Jay Heck, the registered lobbyist who is the Executive Director of Common Cause in Wisconsin, is really upset.
Heck and Common Cause have lobbyied long and hard to pass a bill, which they call the Impartial Justice Act, that we — like a pair of Federal courts — believe is unconstitutional based on the Supreme Court’s precedent in Davis v. Federal Election Commission. And Heck is really mad that Wisconsin Right to Life, represented by the “Big Bopper” (the indispensible Jim Bopp), and Wisconsin Judge Randy Kroschnick, represented by Steve Hoersting of the Center for Competitive Politics and Wisconsin attorney James Troupis of Michael Best & Freidrich, have filed separate lawsuits challenging the constitutionality of the bill (the suits are not duplicative, raising different issues pertaining to the limits on candidates and speakers). Merely to suggest that the bill is “unconstitutional” is, to Heck, speaking in the Milwaukee Journal Sentinel, a “vicious” attack.

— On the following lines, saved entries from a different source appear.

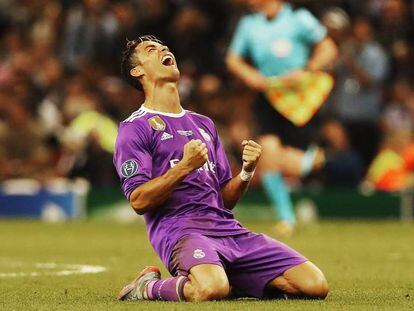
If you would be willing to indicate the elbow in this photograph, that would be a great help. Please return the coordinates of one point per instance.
(331, 46)
(139, 208)
(138, 203)
(230, 62)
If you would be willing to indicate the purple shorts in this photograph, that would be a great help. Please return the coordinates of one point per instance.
(250, 260)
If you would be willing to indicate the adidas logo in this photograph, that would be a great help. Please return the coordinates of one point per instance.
(166, 136)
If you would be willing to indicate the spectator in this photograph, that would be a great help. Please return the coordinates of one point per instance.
(344, 166)
(361, 73)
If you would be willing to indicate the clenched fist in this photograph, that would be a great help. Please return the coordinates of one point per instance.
(251, 154)
(195, 154)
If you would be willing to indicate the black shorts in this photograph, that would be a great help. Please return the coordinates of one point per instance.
(268, 121)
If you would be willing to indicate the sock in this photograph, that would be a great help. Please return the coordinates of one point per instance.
(171, 289)
(279, 196)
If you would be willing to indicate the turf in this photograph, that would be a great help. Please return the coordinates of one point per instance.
(369, 266)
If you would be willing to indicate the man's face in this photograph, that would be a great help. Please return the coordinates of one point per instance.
(156, 63)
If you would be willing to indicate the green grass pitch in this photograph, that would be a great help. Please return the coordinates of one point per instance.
(369, 266)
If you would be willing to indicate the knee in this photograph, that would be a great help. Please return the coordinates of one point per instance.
(316, 287)
(212, 291)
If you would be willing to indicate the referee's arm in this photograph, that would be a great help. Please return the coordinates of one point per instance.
(324, 54)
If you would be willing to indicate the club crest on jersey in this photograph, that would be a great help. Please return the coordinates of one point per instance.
(185, 132)
(157, 123)
(129, 168)
(198, 254)
(166, 136)
(205, 135)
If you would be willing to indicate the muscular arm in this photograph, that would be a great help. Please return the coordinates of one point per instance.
(236, 187)
(324, 54)
(155, 192)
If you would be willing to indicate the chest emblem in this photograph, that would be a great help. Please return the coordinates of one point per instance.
(185, 133)
(205, 135)
(157, 123)
(129, 168)
(166, 136)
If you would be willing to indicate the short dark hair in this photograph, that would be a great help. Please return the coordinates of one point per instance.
(128, 62)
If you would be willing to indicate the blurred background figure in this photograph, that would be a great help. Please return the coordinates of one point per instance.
(280, 42)
(361, 72)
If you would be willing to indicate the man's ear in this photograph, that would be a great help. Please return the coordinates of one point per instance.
(136, 72)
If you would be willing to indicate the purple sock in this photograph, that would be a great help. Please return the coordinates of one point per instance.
(171, 289)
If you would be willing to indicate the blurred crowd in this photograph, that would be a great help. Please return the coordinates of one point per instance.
(62, 95)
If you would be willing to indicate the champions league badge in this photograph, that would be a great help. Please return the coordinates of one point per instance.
(129, 168)
(205, 135)
(198, 254)
(157, 123)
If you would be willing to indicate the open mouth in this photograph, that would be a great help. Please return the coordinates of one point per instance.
(167, 60)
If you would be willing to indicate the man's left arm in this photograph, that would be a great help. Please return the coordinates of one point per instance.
(324, 49)
(324, 54)
(233, 190)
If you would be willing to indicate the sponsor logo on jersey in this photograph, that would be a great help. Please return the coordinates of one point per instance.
(166, 136)
(209, 166)
(205, 135)
(129, 168)
(198, 254)
(185, 133)
(157, 123)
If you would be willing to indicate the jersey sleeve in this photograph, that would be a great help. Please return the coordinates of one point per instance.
(132, 157)
(311, 30)
(240, 42)
(222, 166)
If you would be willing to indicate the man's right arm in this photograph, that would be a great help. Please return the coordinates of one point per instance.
(155, 192)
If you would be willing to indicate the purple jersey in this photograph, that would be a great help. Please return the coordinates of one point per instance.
(149, 143)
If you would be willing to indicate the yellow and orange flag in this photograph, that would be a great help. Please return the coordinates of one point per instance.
(299, 101)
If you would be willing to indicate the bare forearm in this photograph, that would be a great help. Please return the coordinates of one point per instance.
(155, 192)
(233, 191)
(324, 54)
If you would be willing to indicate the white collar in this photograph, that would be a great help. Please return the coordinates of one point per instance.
(168, 114)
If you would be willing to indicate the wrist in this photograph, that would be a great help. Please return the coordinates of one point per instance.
(246, 175)
(184, 168)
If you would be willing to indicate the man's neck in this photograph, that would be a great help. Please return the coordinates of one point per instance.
(163, 98)
(272, 9)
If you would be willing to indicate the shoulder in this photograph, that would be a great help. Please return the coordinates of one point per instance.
(249, 20)
(135, 127)
(201, 118)
(302, 14)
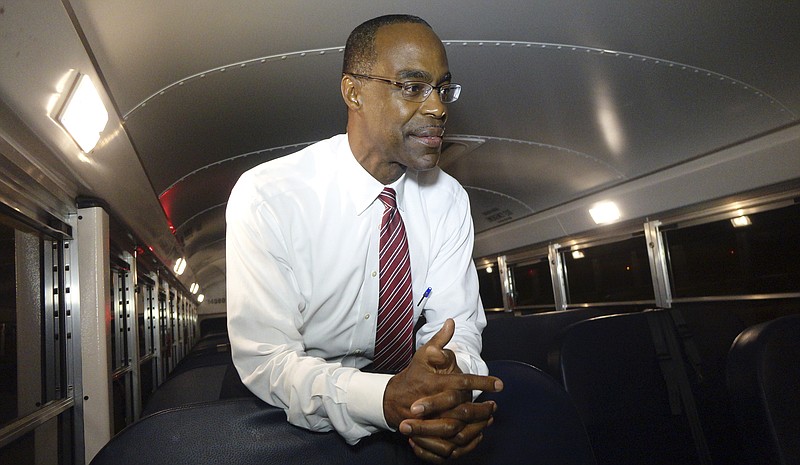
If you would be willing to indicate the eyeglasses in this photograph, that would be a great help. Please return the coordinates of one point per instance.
(419, 91)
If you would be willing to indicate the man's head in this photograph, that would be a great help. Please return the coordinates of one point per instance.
(392, 126)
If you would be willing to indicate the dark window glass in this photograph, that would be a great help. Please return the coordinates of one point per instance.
(490, 288)
(533, 284)
(8, 325)
(615, 272)
(718, 259)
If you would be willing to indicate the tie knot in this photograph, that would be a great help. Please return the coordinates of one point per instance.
(388, 197)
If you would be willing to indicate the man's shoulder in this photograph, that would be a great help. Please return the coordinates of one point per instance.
(295, 169)
(438, 183)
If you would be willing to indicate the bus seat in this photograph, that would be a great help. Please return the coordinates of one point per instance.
(200, 384)
(611, 368)
(536, 422)
(234, 432)
(528, 338)
(764, 382)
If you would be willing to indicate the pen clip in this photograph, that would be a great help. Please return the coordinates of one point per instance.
(425, 296)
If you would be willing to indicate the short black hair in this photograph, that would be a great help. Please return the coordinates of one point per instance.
(359, 52)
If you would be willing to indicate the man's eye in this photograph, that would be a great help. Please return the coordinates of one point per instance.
(413, 88)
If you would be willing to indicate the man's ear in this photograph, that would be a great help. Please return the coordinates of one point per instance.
(351, 92)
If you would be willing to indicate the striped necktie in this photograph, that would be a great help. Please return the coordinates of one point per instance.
(394, 336)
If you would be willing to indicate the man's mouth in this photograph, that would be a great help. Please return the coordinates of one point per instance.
(429, 136)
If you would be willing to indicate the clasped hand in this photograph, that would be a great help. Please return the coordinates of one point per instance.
(430, 401)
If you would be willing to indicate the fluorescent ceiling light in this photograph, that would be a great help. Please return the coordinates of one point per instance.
(741, 221)
(180, 266)
(84, 116)
(605, 212)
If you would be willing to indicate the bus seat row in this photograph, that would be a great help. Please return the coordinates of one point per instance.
(651, 386)
(205, 374)
(627, 378)
(542, 428)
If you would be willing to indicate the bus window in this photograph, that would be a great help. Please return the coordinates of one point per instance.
(490, 287)
(759, 256)
(35, 389)
(532, 284)
(609, 272)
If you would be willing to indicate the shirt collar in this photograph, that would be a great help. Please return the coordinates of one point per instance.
(362, 188)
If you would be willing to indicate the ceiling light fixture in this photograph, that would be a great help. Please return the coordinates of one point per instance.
(605, 212)
(83, 115)
(180, 266)
(741, 221)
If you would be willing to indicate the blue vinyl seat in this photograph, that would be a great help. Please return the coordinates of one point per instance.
(536, 423)
(764, 381)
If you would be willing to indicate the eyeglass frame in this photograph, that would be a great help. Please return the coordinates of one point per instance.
(401, 86)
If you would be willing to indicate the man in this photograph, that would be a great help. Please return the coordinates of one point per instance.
(306, 270)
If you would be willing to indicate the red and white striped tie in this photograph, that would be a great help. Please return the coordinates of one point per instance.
(394, 336)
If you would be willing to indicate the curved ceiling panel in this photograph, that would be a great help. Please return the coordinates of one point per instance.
(238, 110)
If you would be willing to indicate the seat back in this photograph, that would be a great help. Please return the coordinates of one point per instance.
(536, 422)
(615, 374)
(764, 382)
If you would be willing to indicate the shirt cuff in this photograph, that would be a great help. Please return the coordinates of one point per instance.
(365, 398)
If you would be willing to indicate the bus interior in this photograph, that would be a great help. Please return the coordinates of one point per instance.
(633, 170)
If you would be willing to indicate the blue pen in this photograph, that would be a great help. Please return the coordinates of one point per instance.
(424, 296)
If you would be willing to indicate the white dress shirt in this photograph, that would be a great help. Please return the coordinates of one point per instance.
(302, 281)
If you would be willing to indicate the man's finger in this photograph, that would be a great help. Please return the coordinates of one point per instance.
(438, 427)
(470, 412)
(443, 336)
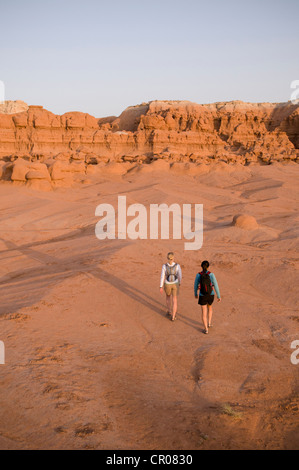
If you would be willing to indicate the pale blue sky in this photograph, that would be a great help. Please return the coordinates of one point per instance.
(102, 56)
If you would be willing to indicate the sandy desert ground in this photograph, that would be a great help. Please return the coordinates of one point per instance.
(92, 362)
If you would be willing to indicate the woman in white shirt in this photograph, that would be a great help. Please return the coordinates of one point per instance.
(171, 277)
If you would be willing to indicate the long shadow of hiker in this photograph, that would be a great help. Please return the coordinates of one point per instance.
(36, 280)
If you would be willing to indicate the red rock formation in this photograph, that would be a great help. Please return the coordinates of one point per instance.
(173, 130)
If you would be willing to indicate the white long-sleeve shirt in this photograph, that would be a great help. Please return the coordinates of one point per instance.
(163, 274)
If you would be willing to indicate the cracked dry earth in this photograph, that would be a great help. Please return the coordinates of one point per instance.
(92, 362)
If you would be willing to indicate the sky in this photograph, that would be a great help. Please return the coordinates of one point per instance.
(100, 56)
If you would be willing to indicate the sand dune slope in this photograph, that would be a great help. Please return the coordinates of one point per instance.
(92, 362)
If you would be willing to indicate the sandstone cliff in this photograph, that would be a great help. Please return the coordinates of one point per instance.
(170, 130)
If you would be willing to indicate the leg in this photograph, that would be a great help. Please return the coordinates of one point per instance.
(204, 310)
(174, 305)
(210, 314)
(168, 303)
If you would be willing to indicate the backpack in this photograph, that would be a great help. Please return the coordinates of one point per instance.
(205, 283)
(171, 273)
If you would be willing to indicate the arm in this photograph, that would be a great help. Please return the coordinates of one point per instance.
(162, 278)
(179, 273)
(196, 283)
(215, 284)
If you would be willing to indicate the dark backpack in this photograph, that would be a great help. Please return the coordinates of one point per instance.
(171, 272)
(205, 283)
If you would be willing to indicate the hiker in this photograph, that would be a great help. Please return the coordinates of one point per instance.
(171, 277)
(206, 281)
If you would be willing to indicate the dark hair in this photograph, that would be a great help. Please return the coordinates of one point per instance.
(205, 265)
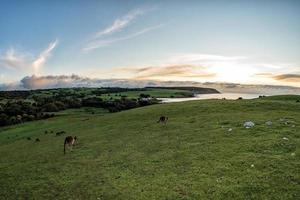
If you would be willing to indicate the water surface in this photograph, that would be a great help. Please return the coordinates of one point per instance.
(212, 96)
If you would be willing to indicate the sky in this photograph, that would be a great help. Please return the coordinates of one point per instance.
(246, 42)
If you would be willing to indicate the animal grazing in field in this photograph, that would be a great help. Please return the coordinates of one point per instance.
(163, 119)
(60, 133)
(70, 141)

But even more interesting to us was how Heck describes the stakes in the upcoming court cases. Heck, as quoted in the Journal Sentinel, thinks Common Cause’s role in these cases is to make sure that “the election is not completely dominated by the outside special interest groups.”
Wait… Judge Koschnick, the candidate, is an “outside special interest group?” Wisconsin Right to Life is an “outside group?” Outside what? Wisconsin? Or simply “outside,” meaning not part of the “inside” clique that ought to decide elections?
We have long thought that at its heart, much of the so-called campaign finance reform community simply doesn’t trust politics and doesn’t trust voters. They simply don’t believe that you can trust voters to hear information and make decisions. Mr. Heck seems to believe that voters are easily fooled by slick ads. They need to be guided. They are “outsiders,” who, left unchecked, sometimes get in the way of “good government.”
Yes, Mr. Heck has just announced what Common Cause thinks of Wisconsin voters and citizens as nefarious and corrupting as those who might join an outfit such as Wisconsin Right to Life, and its not much. Ordinary Wisconsin voters are “outside groups” and “special interests,” who may just interfere with Mr. Heck’s efforts, as a lobbyist, to lead Wisconsin to “clean, accountable” government…
Just not accountable to the citizens involved in Wisconsin Right to Life, or to those who might support Judge Koschnick against his opponents.